In the environment of 25 DEG C of 60%RH, 10 original edition of lithographic printing plate (10cm × 65cm) are carried out with the damping of 2 hours Afterwards, stack gradually in the state of the sandwiching of linerless in the same direction and be used as layered product.With the ox with aluminium laminate layer Mulberry paper packs the layered product, and is clamped up and down with 5cm × 5cm stainless steel (SUS) plate, with the load as 500kgf Mode pressurizeed with vise.With the state pressurizeed, placed under 25 DEG C of environment 5 days.Then, to be commented with scratch Valency identical condition has carried out exposure, development, printing to original edition of lithographic printing plate.In printing process, by the 1st, 000 printing Thing samples as sample, and detected by an unaided eye the degree that cut pollutes caused by impression.Evaluation is entered according to following benchmark OK, 3 be practical threshold level, and less than 2 be the level being impermissible in practical.

5：It is pollution-free.

4：It can not confirm in visuognosis, but locally lie in and can be polluted with the cut that the magnifying glass of 6 multiplying powers confirms.

3：It can not confirm in visuognosis, but it is dirty in the presence of the cut that the magnifying glass of 6 multiplying powers confirms can be used in entire surface Dye.

2：Locally lying in being capable of the pollution arrived of visuognosis.

1：Existing in entire surface being capable of the pollution arrived of visuognosis.

The Bake smoothness on the original edition of lithographic printing plate back side (back coating surface) is determined according to JIS P8119 (1998). On measure, using KUMAGAI RIKI KOGYO Co., Ltd.s Bake smoothness testing machine, with the 1/10 of standard null tolerance That is 1ml air capacity is determined.From the viewpoint of the integrated displacement for preventing original edition of lithographic printing plate, Bake smoothness is excellent Elect less than 200 seconds, more preferably less than 100 seconds, more preferably less than 50 seconds as.

Each composition in table F used in described back coating is for example following.

Polyester resin 1：KEMIT K-588 TORAY INDUSTRIES, INC. system, (Tg：100℃)

Polymer emulsion 1：Acrylic polymer latex (AE-337 JSR CORPORATION systems, (Tg：-30℃)

Acrylic resin particle covered with silica：ART PEARL J-7P Negami Chemical Industrial Co., Ltd systems

Melmac particle covered with silica：OPTBEADS 6500M Nissan Chemical Industries, Ltd. system

Polyurethane resin particle covered with silica：ART PEARL C-800T Negami Chemical Industrial Co., Ltd systems

Acrylic resin particle：MX-500 Soken Chemical＆Engineering Co., Ltd.s system

Polyvinyl resin particle：CHEMIPEARL W200 Mitsui Chemicals, Inc. systems

Styrene resin beads：CHEMISNOW SX-500H Soken Chemical＆Engineering Co., Ltd. make

It is involved in the present invention to have comprising special metal oxide and specific particle it was found from the result shown in table F The original edition of lithographic printing plate of back coating is excellent in any one evaluation in landing property, caking property, scratch and impression, also, Even if linerless and be laminated, integrated displacement will not also occur.In addition, with the back coating for being unsatisfactory for important document involved in the present invention Comparative example any one evaluation in landing property, caking property, scratch, impression and integrated displacement of original edition of lithographic printing plate in It is insufficient.

[embodiment 201~207 and comparative example 201]

(making of original edition of lithographic printing plate 201~207)

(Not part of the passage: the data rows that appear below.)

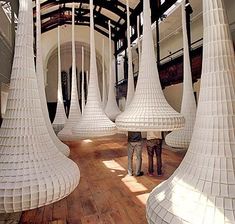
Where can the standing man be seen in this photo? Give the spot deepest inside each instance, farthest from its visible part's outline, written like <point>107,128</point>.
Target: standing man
<point>135,145</point>
<point>154,144</point>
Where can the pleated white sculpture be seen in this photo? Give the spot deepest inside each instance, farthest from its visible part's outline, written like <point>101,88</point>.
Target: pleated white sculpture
<point>202,189</point>
<point>180,139</point>
<point>32,171</point>
<point>75,113</point>
<point>104,91</point>
<point>94,122</point>
<point>60,116</point>
<point>149,110</point>
<point>112,110</point>
<point>130,82</point>
<point>83,83</point>
<point>40,77</point>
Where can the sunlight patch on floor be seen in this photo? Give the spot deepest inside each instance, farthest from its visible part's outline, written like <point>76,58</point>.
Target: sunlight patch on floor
<point>143,198</point>
<point>111,164</point>
<point>87,141</point>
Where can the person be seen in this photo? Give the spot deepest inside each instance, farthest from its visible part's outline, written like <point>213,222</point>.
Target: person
<point>135,146</point>
<point>154,144</point>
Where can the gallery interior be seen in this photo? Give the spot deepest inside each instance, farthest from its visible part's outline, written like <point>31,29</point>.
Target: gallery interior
<point>117,112</point>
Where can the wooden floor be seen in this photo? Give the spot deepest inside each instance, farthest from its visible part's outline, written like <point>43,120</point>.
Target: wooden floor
<point>105,195</point>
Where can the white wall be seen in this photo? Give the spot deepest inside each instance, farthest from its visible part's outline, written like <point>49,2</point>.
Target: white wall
<point>49,45</point>
<point>174,93</point>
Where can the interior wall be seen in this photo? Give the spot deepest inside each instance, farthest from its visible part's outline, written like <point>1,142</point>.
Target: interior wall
<point>66,64</point>
<point>82,35</point>
<point>174,94</point>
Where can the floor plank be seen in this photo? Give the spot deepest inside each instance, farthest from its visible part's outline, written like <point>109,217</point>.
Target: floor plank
<point>106,194</point>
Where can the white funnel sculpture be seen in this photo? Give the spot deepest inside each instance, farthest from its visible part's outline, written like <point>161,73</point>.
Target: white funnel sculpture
<point>74,113</point>
<point>39,69</point>
<point>33,172</point>
<point>94,122</point>
<point>149,110</point>
<point>112,110</point>
<point>83,83</point>
<point>180,139</point>
<point>60,116</point>
<point>130,83</point>
<point>202,189</point>
<point>104,92</point>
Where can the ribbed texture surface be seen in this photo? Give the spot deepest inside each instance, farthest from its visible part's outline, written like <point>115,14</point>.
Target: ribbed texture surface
<point>94,122</point>
<point>180,139</point>
<point>104,86</point>
<point>83,83</point>
<point>60,116</point>
<point>149,109</point>
<point>32,171</point>
<point>202,189</point>
<point>112,110</point>
<point>74,113</point>
<point>41,88</point>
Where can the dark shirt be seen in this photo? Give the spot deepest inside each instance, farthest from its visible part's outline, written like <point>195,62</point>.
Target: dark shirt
<point>134,136</point>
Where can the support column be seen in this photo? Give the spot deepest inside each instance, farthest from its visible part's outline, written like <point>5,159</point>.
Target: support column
<point>189,11</point>
<point>158,36</point>
<point>116,61</point>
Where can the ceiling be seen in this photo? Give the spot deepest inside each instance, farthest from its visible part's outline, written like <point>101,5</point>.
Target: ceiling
<point>59,12</point>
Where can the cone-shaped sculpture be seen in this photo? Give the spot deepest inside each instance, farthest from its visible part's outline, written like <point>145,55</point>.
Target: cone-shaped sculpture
<point>33,172</point>
<point>202,189</point>
<point>104,92</point>
<point>112,110</point>
<point>180,139</point>
<point>149,109</point>
<point>75,113</point>
<point>60,116</point>
<point>130,83</point>
<point>94,122</point>
<point>62,147</point>
<point>83,82</point>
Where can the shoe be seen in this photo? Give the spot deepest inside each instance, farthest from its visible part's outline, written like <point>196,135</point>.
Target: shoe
<point>140,174</point>
<point>150,174</point>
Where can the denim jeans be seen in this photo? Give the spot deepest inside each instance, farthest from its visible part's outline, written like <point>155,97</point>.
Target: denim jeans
<point>154,145</point>
<point>134,147</point>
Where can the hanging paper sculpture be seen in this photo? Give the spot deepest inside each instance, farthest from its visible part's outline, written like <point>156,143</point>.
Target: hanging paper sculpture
<point>202,189</point>
<point>104,92</point>
<point>180,139</point>
<point>60,117</point>
<point>33,172</point>
<point>75,113</point>
<point>111,109</point>
<point>83,83</point>
<point>94,122</point>
<point>130,83</point>
<point>149,110</point>
<point>62,147</point>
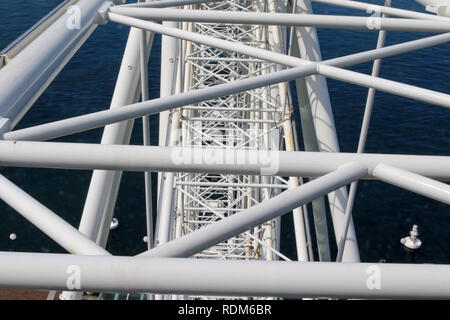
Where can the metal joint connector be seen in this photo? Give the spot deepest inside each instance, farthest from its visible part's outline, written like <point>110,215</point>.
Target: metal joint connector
<point>5,126</point>
<point>102,16</point>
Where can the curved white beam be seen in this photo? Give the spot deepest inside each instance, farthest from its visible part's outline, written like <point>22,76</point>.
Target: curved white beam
<point>227,161</point>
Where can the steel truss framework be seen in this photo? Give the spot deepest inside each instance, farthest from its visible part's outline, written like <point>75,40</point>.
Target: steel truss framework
<point>228,154</point>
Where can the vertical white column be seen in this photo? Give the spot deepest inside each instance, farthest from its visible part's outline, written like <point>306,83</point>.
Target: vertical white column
<point>324,128</point>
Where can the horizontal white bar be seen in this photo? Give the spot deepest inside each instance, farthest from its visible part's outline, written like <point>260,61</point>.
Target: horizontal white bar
<point>413,182</point>
<point>267,210</point>
<point>286,19</point>
<point>372,8</point>
<point>47,221</point>
<point>381,84</point>
<point>101,118</point>
<point>94,120</point>
<point>225,277</point>
<point>208,160</point>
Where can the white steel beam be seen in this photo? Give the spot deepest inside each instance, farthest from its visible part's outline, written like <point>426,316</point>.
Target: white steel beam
<point>218,160</point>
<point>381,84</point>
<point>227,277</point>
<point>285,19</point>
<point>267,210</point>
<point>29,72</point>
<point>47,221</point>
<point>413,182</point>
<point>373,8</point>
<point>94,120</point>
<point>323,124</point>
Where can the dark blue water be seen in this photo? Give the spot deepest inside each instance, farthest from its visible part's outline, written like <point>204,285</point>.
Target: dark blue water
<point>382,213</point>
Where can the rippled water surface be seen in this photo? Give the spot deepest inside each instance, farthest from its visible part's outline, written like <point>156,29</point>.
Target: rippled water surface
<point>382,213</point>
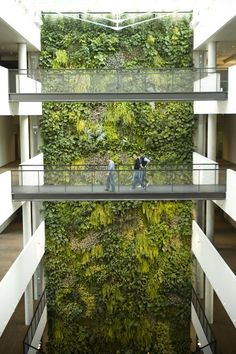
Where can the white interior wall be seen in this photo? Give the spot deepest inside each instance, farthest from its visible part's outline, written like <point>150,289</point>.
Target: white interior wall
<point>229,141</point>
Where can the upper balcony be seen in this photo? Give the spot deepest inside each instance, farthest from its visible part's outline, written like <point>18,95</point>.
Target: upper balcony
<point>88,182</point>
<point>71,85</point>
<point>215,21</point>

In the making of original edition of lithographic printing plate 101, to the metal in back coating coating fluid as shown in following table G The species of oxide, the species of particulate, average grain diameter and the thickness of addition and back coating are changed, in addition, with Identical mode has made original edition of lithographic printing plate 201~207.

(making of original edition of lithographic printing plate 208) (comparing use)

In the making of original edition of lithographic printing plate 203, the thickness of back coating is changed to 3.5 μm, in addition, with identical Mode made original edition of lithographic printing plate 208.

(evaluation of original edition of lithographic printing plate)

On resulting each original edition of lithographic printing plate, in a manner of with the identical of embodiment 101 to landing property, caking property, Scratch and impression and Bake smoothness are evaluated.Evaluation result is shown in following table G.

Each composition in table G used in described back coating is for example following.

Silicon dioxide granule 1：SYLYSIA 440Fuji Silysia Chemical Ltd.

Silicon dioxide granule 2：SYLYSIA 436Fuji Silysia Chemical Ltd.

Silicon dioxide granule 3：SYLYSIA 320Fuji Silysia Chemical Ltd.

It is involved in the present invention to have comprising special metal oxide and specific particle it was found from the result shown in table G The original edition of lithographic printing plate of back coating is excellent in any one evaluation in landing property, caking property, scratch and impression, also, Even if linerless and be laminated, integrated displacement will not also occur.In addition, with the back coating for being unsatisfactory for important document involved in the present invention Comparative example any one evaluation in landing property, caking property, scratch, impression and integrated displacement of original edition of lithographic printing plate in It is insufficient.

[embodiment 301~302]

(making of original edition of lithographic printing plate 301)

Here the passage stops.